Small Business Assistance – The legislation would allow small businesses that have sustained a more than 50 percent drop in revenue to apply for a second Paycheck Protection Program (PPP) loan.
Funds for School Reopening – The bill would provide $105 billion to help schools reopen in the fall.
COVID-19 Testing and Vaccine Development – The measure includes $16 billion in grants to states for COVID-19 testing capacity, contact tracing and surveillance, as well as $20 billion for vaccine, therapeutic and diagnostic development.
Funds for Local Grant Programs
The HEALS Act would provide funding for a number of local grant programs, including:
- $930 million in FEMA Grants, including $365 million for the Assistance to Firefighter Grants program, $365 million for staffing for Adequate Fire and Emergency Response Grants, and $200 million for the Emergency Food and Shelter Program.
- $3.4 billion in CDC funding, including $1.5 billion to continue supporting state, local, and territorial public health needs.
- $4.5 billion for the Substance Abuse and Mental Health Services Administration, including $2 billion for the Mental Health Services Block Grant; $1.5 billion for the Substance Abuse and Prevention Treatment Block Grant; and, $600 million for Certified Community Behavioral Health Clinics.

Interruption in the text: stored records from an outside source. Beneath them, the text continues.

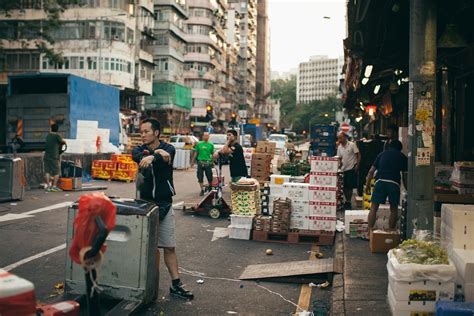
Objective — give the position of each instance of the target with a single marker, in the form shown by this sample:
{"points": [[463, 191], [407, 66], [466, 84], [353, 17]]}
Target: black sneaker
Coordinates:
{"points": [[181, 292]]}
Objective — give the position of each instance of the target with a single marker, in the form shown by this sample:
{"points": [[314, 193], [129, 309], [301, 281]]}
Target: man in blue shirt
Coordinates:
{"points": [[389, 164]]}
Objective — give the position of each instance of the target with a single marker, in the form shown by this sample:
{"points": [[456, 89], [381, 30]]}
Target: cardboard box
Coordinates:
{"points": [[422, 290], [327, 223], [298, 222], [299, 207], [296, 191], [329, 179], [323, 194], [277, 179], [383, 240], [322, 208]]}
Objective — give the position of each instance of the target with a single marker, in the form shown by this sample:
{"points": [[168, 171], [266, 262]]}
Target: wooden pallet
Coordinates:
{"points": [[320, 238]]}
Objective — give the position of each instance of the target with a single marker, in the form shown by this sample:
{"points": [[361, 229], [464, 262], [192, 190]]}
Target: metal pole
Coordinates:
{"points": [[446, 108], [421, 102]]}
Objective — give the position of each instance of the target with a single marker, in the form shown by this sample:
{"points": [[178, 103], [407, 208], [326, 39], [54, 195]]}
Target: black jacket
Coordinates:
{"points": [[158, 180]]}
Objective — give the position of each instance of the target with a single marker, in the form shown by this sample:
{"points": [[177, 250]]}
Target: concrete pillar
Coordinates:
{"points": [[421, 104]]}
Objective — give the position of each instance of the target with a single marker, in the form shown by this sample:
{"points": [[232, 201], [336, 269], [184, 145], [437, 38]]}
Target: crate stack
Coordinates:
{"points": [[262, 161], [245, 199], [457, 235], [462, 178], [323, 140], [121, 167], [281, 215]]}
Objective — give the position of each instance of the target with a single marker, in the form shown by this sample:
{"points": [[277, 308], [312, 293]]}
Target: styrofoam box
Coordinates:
{"points": [[464, 262], [298, 222], [239, 233], [407, 291], [408, 308], [457, 226], [323, 179], [276, 190], [296, 191], [323, 194], [277, 179], [321, 222], [352, 215], [322, 208], [241, 221], [300, 207], [324, 164]]}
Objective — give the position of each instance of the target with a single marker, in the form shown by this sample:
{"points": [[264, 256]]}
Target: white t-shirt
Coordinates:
{"points": [[348, 155]]}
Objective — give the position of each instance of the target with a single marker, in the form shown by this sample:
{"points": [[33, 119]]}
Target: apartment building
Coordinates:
{"points": [[318, 78], [205, 57], [171, 101], [102, 40]]}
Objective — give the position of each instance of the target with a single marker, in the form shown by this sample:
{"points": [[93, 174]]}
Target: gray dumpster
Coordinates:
{"points": [[128, 271]]}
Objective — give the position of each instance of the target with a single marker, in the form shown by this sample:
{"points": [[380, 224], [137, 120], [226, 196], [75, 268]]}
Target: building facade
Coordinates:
{"points": [[318, 78], [104, 41], [171, 100], [263, 55]]}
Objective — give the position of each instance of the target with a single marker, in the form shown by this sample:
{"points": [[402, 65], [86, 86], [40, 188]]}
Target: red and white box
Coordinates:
{"points": [[322, 208], [323, 194], [327, 223], [300, 208], [328, 179], [295, 191], [324, 164]]}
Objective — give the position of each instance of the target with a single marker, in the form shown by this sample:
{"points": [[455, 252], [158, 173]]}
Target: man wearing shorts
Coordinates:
{"points": [[389, 164], [350, 157], [51, 159], [203, 153], [155, 159]]}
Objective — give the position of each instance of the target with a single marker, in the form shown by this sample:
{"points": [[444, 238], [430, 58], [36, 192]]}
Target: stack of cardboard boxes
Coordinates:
{"points": [[262, 161], [457, 235]]}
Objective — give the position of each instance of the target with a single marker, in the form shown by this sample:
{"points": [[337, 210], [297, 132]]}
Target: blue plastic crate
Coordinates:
{"points": [[454, 308]]}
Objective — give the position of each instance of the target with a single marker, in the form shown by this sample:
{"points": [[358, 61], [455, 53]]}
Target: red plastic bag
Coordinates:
{"points": [[85, 228]]}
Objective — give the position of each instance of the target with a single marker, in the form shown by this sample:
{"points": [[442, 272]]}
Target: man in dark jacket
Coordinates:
{"points": [[155, 159]]}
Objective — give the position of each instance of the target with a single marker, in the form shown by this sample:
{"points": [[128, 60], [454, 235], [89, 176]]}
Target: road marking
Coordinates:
{"points": [[37, 256], [13, 216], [305, 294]]}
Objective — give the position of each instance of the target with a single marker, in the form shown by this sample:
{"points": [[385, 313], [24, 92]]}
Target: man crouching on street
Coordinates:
{"points": [[155, 159]]}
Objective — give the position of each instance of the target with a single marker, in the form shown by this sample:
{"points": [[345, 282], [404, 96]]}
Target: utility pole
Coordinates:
{"points": [[421, 104]]}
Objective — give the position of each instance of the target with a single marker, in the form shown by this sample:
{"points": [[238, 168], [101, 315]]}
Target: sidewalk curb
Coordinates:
{"points": [[337, 297]]}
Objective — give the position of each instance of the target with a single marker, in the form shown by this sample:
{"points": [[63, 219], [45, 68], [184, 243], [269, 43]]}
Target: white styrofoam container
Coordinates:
{"points": [[239, 233], [322, 208], [408, 308], [324, 164], [296, 191], [327, 223], [457, 226], [241, 221], [408, 291], [323, 179], [298, 222], [276, 190], [323, 194], [300, 207], [464, 262], [278, 179]]}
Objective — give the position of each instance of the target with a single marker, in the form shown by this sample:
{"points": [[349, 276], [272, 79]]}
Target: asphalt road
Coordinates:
{"points": [[23, 236]]}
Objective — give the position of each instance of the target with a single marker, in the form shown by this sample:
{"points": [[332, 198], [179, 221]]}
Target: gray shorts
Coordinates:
{"points": [[166, 231]]}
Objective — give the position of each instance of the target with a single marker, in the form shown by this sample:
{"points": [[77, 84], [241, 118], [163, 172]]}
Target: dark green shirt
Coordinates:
{"points": [[53, 143]]}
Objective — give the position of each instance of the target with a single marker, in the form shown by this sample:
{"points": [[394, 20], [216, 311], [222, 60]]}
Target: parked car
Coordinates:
{"points": [[183, 141]]}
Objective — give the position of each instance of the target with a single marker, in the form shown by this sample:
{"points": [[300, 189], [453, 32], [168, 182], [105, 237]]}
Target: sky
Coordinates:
{"points": [[299, 30]]}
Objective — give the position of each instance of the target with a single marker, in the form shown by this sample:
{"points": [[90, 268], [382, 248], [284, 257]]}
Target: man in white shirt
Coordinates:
{"points": [[350, 155]]}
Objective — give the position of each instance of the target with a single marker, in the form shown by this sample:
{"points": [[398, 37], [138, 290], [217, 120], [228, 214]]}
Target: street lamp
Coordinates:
{"points": [[101, 30]]}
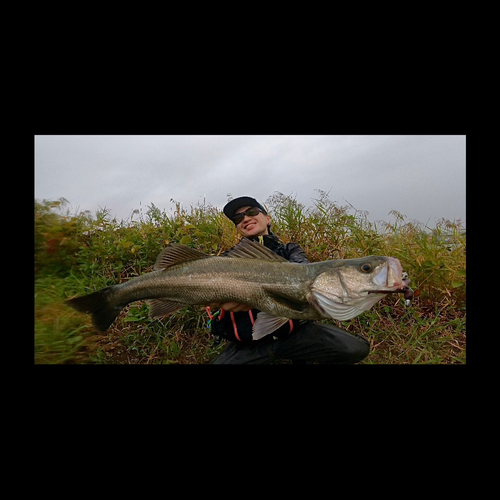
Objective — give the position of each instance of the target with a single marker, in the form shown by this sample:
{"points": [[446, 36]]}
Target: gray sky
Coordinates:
{"points": [[421, 176]]}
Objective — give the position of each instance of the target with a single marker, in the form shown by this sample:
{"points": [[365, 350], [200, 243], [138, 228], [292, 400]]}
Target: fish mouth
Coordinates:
{"points": [[392, 278]]}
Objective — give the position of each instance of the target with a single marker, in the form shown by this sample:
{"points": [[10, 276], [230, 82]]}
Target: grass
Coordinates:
{"points": [[79, 253]]}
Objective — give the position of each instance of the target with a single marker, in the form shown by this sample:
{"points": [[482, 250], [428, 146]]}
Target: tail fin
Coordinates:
{"points": [[99, 306]]}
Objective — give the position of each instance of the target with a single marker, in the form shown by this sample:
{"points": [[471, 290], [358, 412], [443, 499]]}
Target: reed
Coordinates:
{"points": [[79, 253]]}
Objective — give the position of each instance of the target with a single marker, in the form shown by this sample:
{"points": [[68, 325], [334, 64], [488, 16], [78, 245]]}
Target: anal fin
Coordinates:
{"points": [[162, 307], [266, 324]]}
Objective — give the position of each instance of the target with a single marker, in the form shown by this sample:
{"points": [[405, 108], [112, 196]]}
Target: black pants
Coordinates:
{"points": [[311, 342]]}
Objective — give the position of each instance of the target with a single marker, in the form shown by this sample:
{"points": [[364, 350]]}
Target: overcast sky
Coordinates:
{"points": [[421, 176]]}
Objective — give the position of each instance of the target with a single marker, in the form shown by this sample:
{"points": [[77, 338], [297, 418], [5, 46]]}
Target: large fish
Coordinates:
{"points": [[253, 275]]}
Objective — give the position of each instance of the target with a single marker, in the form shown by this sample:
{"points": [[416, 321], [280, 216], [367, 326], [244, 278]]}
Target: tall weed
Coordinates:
{"points": [[79, 253]]}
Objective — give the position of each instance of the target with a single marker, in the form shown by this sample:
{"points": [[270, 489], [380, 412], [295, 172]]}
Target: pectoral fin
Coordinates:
{"points": [[266, 324]]}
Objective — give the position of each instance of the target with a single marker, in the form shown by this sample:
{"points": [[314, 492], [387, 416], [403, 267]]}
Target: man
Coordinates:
{"points": [[297, 341]]}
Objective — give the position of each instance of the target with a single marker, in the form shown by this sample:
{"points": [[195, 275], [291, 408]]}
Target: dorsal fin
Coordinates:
{"points": [[248, 249], [175, 254]]}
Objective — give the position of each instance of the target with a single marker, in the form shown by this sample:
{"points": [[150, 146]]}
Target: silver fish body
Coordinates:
{"points": [[253, 275]]}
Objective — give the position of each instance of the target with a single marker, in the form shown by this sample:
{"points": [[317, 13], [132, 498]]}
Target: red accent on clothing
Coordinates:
{"points": [[234, 326]]}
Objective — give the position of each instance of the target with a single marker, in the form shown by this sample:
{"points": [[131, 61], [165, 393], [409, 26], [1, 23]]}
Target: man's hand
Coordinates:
{"points": [[230, 306]]}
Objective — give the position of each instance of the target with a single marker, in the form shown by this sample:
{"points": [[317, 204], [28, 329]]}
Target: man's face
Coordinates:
{"points": [[255, 225]]}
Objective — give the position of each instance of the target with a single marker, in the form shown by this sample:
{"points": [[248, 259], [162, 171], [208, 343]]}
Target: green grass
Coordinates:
{"points": [[79, 253]]}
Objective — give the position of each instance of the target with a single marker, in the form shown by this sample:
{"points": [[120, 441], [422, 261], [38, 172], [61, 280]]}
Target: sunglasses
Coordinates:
{"points": [[252, 211]]}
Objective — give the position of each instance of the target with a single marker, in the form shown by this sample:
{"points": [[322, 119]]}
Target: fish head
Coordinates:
{"points": [[346, 288]]}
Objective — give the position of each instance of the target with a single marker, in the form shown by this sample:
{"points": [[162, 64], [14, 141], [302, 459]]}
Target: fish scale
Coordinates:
{"points": [[253, 275]]}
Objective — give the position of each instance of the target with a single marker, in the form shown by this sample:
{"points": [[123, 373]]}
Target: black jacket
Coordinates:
{"points": [[238, 326]]}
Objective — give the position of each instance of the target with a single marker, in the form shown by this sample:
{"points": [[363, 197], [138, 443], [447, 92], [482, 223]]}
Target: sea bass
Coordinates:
{"points": [[252, 274]]}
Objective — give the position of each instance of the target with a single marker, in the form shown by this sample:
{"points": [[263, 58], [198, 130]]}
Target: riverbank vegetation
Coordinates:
{"points": [[77, 253]]}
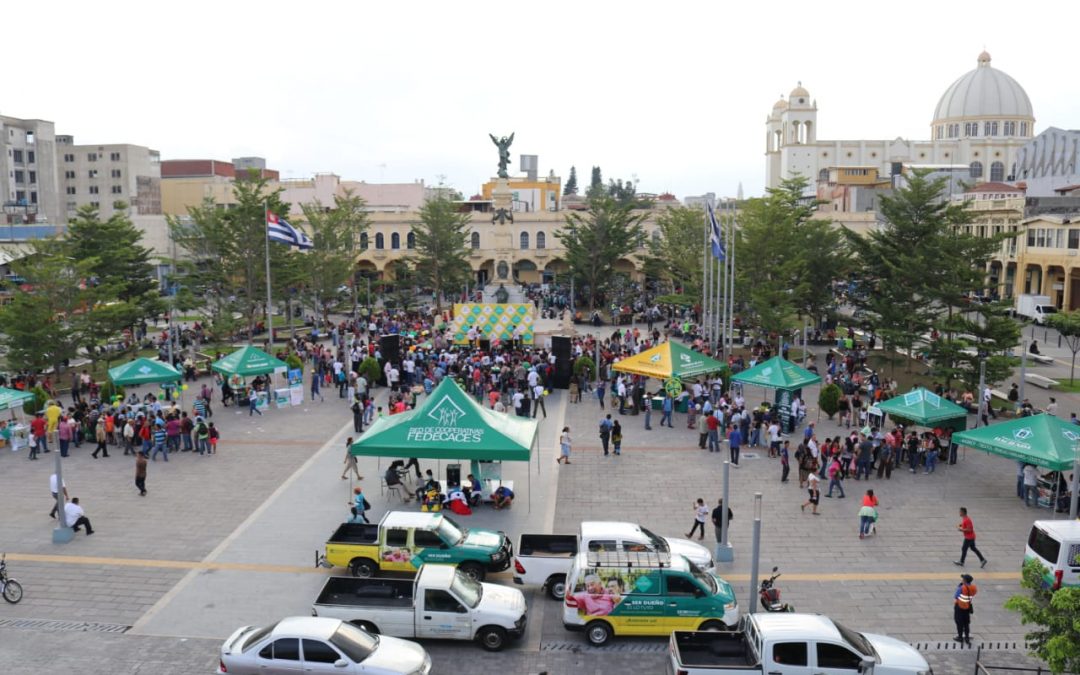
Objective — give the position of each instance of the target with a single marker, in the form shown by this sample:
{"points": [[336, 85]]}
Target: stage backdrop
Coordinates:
{"points": [[495, 322]]}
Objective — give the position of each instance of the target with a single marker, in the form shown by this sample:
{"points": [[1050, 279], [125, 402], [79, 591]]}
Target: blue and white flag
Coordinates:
{"points": [[279, 230], [715, 239]]}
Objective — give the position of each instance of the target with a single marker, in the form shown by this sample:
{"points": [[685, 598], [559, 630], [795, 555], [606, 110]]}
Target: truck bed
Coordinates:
{"points": [[353, 592], [713, 649], [355, 534], [548, 545]]}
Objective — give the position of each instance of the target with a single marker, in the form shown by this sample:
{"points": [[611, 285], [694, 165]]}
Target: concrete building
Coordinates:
{"points": [[29, 187], [981, 121]]}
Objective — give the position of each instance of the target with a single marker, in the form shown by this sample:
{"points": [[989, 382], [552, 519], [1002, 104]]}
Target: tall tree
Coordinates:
{"points": [[597, 239], [441, 260], [332, 260], [571, 183], [676, 255]]}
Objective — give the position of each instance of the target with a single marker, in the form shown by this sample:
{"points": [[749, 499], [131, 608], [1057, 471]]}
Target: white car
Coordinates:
{"points": [[319, 645]]}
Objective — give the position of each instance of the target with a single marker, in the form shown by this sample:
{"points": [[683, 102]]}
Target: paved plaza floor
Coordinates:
{"points": [[231, 539]]}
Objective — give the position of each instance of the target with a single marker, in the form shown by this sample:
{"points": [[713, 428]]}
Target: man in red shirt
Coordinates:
{"points": [[38, 431], [969, 539]]}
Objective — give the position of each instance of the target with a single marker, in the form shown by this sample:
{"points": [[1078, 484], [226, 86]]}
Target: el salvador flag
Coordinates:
{"points": [[714, 237], [279, 230]]}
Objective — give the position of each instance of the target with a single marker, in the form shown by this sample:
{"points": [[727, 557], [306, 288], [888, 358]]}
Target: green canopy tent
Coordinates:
{"points": [[144, 372], [451, 424], [926, 408]]}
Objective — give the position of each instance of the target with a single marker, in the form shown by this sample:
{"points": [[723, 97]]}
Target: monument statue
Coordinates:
{"points": [[503, 145]]}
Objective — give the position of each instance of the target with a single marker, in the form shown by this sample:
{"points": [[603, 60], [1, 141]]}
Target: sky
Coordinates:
{"points": [[671, 94]]}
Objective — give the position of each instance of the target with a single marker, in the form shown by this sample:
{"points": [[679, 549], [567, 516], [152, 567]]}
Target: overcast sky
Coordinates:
{"points": [[674, 93]]}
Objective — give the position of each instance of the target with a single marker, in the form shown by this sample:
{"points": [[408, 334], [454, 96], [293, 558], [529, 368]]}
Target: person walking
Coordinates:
{"points": [[700, 514], [962, 608], [140, 464], [813, 489], [968, 528], [77, 517], [350, 461], [564, 445], [606, 427]]}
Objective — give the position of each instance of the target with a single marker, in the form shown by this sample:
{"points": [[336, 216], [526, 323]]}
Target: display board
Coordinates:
{"points": [[494, 322]]}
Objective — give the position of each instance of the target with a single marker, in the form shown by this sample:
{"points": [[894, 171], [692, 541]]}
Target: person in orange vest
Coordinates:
{"points": [[962, 608]]}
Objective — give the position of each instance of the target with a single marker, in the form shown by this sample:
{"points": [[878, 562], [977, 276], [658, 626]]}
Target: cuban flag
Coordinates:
{"points": [[281, 231], [715, 240]]}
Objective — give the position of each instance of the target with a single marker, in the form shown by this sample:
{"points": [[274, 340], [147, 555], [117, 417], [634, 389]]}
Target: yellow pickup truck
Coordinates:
{"points": [[403, 541]]}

- $7.6 billion for Community Health Centers and $225 million for Rural Health Clinics.
- $500 million for Dislocated Worker Grants and $450 million for the Workforce Investment Opportunity Act.
- $1.5 billion for the Low Income Home Energy Assistance Program; $5 billion for the Child Care and Development Block Grant; and, $190 million for family violence prevention and child welfare programs.
- $2.2 billion for Tenant-Based Rental Assistance and $1 billion for the Public Housing Operating Fund
Enhanced Tax Credits – The bill would increase the percentage of qualified wages reimbursed through the enhanced employee hiring and retention payroll tax credit (ERTC) to 65 percent (up from 50 percent as stipulated in the CARES Act). The legislation also would lower the threshold to qualify for the ERTC, giving more small businesses the ability to claim it.
In addition, the HEALS Act would expand the work opportunity tax credit (WOTC) to include 2020 qualified COVID-19 unemployment recipients. This would allow employers to claim a credit of up to $5,000 for hiring an individual who was previously unemployed.
Finally, the bill would allow employers to claim a payroll tax credit for COVID-19 testing, personal protective equipment, cleaning supplies, and other expenses to prevent the spread of the coronavirus. The credit would be available to self-employed individuals – including sole proprietors, independent contractors, and farmers – and would apply to expenses incurred between March 12, 2020 and January 1, 2021.